Mas é necessário que o símbolo se torne realidade, que Israel reconheça o verdadeiro Deus e volte a encontrar a própria identidade de povo do Senhor. Por isso, Elias pede a Deus que se manifeste, e aquelas doze pedras, que deviam recordar a Israel a sua verdade, servem também para recordar ao Senhor a sua fidelidade, à qual o profeta se apela na oração. As palavras da sua invocação são densas de significado e de fé: «Senhor Deus de Abraão, de Isaac e de Israel, saibam todos hoje que sois o Deus de Israel, que eu sou vosso servo e que por vossa ordem fiz todas estas coisas. Ouvi-me, Senhor, ouvi-me: que este povo reconheça que vós, Senhor, sois Deus, e que sois vós que converteis os seus corações!» (vv. 36-37; cf. Gn 32, 36-37). Elias dirige-se ao Senhor, chamando-lhe Deus dos Pais, fazendo assim memória implícita das promessas divinas e da história de eleição e de aliança, que uniu indissoluvelmente o Senhor ao seu povo. O compromisso de Deus na história dos homens é tal que o seu Nome já está ligado de maneira inseparável ao dos Patriarcas, e o profeta pronuncia aquele Nome santo para que Deus se recorde e se mostre fiel, mas também a fim de que Israel se sinta chamado pelo nome e volte a encontrar a sua fidelidade. Com efeito, o título divino pronunciado por Elias parece um pouco surpreendente. Em vez de utilizar a fórmula habitual, «Deus de Abraão, de Isaac e de Jacob», ele recorre a um apelativo menos comum: «Deus de Abraão, de Isaac e de Israel». A substituição do nome «Jacob» com «Israel» evoca a luta de Jacob no vau do Jaboc, com a troca do nome à qual o narrador faz uma referência explícita (cf. Gn 32, 31) e da qual falei numa das últimas catequeses. Tal substituição adquire um significado expressivo no contexto da invocação de Elias. O profeta reza pelo povo do reino do Norte, que se chamava precisamente Israel, distinto de Judá, que indicava o reino do Sul. E agora este povo, que parece ter esquecido a própria origem e a sua relação privilegiada com o Senhor, sente-se chamado pelo nome, enquanto é pronunciado o Nome de Deus, Deus do Patriarca e Deus do povo: «Senhor Deus [...] de Israel, saibam todos hoje que sois o Deus de Israel».

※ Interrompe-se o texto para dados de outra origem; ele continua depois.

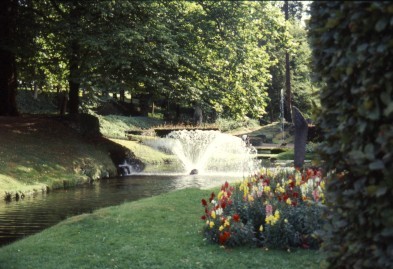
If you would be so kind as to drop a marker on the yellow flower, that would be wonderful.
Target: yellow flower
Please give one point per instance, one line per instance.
(280, 189)
(220, 194)
(213, 214)
(270, 220)
(277, 214)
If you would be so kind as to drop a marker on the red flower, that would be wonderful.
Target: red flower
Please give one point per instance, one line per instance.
(224, 237)
(223, 205)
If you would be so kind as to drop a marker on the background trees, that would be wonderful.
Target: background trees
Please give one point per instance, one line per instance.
(226, 56)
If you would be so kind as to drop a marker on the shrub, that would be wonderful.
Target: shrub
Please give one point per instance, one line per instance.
(274, 210)
(353, 51)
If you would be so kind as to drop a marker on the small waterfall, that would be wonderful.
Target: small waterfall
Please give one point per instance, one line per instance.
(209, 152)
(129, 167)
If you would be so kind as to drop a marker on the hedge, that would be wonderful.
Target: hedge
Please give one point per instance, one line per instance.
(353, 56)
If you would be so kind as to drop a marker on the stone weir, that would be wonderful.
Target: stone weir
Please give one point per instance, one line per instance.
(163, 132)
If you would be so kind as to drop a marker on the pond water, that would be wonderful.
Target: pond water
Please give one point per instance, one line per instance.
(35, 213)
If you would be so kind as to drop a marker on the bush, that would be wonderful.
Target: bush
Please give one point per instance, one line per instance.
(353, 51)
(275, 210)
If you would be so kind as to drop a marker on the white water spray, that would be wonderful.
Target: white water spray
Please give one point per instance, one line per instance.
(209, 152)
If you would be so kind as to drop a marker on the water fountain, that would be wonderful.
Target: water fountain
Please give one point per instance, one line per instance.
(209, 152)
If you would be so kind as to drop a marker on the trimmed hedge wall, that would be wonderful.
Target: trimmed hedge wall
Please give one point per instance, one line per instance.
(353, 57)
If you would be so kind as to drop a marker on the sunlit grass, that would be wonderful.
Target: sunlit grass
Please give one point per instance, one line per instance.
(158, 232)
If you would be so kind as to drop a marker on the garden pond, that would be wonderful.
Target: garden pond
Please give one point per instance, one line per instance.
(35, 213)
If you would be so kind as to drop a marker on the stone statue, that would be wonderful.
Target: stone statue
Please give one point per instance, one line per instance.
(301, 132)
(197, 117)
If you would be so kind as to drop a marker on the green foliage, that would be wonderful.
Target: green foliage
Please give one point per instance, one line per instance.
(278, 210)
(218, 53)
(352, 49)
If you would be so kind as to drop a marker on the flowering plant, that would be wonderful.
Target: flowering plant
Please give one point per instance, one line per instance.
(278, 208)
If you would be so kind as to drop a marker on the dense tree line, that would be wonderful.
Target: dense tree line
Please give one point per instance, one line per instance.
(226, 56)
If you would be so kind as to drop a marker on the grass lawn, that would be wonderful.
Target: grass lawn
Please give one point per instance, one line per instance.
(158, 232)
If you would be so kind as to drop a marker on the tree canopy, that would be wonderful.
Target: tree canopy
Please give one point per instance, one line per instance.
(219, 54)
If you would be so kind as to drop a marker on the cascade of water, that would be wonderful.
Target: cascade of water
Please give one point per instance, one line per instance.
(209, 151)
(127, 169)
(282, 119)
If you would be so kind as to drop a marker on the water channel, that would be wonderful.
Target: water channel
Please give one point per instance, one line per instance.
(33, 214)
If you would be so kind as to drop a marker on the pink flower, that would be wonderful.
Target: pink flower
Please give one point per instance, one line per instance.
(236, 217)
(315, 194)
(269, 210)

O povo pelo qual Elias reza é posto de novo diante da própria verdade, e o profeta pede que também a verdade do Senhor se manifeste e que Ele intervenha para converter Israel, dissuadindo-o do engano da idolatria e levando-o assim à salvação. O seu pedido é para que o povo enfim saiba, conheça de modo pleno quem é verdadeiramente o seu Deus, e faça a escolha decisiva de seguir só Ele, o Deus verdadeiro. Pois somente assim Deus é reconhecido por aquilo que é, Absoluto e Transcendente, sem a possibilidade de lhe pôr ao lado outros deuses, que O negariam como Absoluto, tornando-o relativo. Esta é a fé que faz de Israel o povo de Deus; trata-se da fé proclamada no conhecido texto do Shemá Israel: «Ouve, ó Israel! O Senhor, nosso Deus, é o único Senhor. Amarás ao Senhor, teu Deus, com todo o teu coração, toda a tua alma e todas as tuas forças» (Dt 6, 4-5). Ao Absoluto de Deus, o fiel deve responder com um amor absoluto, total, que comprometa a sua vida inteira, as suas forças e o seu coração. E é precisamente para o coração do seu povo que o profeta, com a sua oração, implora a conversão: «Que este povo reconheça que vós, Senhor, sois Deus, e que sois vós que converteis os seus corações!» (1 Rs 18, 37). Com a sua intercessão, Elias pede a Deus o que o próprio Deus deseja realizar, manifestar-se em toda a sua misericórdia, fiel à sua realidade de Senhor da vida que perdoa, converte, transforma.
E é isto que acontece: «O fogo do Senhor baixou do céu e consumiu o holocausto, a lenha, as pedras, a poeira e até mesmo a água do sulco. Vendo isso, o povo prostrou-se com o rosto por terra, exclamando: “O Senhor é Deus! O Senhor é Deus!”» (vv. 38-39). O fogo, este elemento necessário e ao mesmo tempo terrível, ligado às manifestações divinas da sarça ardente e do Sinai, agora serve para assinalar o amor de Deus, que responde à oração e se revela ao seu povo. Baal, o deus mudo e impotente, não tinha respondido às invocações dos seus profetas; o Senhor, ao contrário, responde, e de modo inequívoco, não só consumindo o holocausto, mas até secando toda a água que tinha sido derramada em volta do altar. Israel já não pode ter dúvidas; a misericórdia divina veio ao encontro da sua debilidade, das suas dúvidas e da sua falta de fé. Agora Baal, o ídolo inútil, é derrotado, e o povo que parecia perdido voltou a achar o caminho da verdade e a encontrar-se a si mesmo.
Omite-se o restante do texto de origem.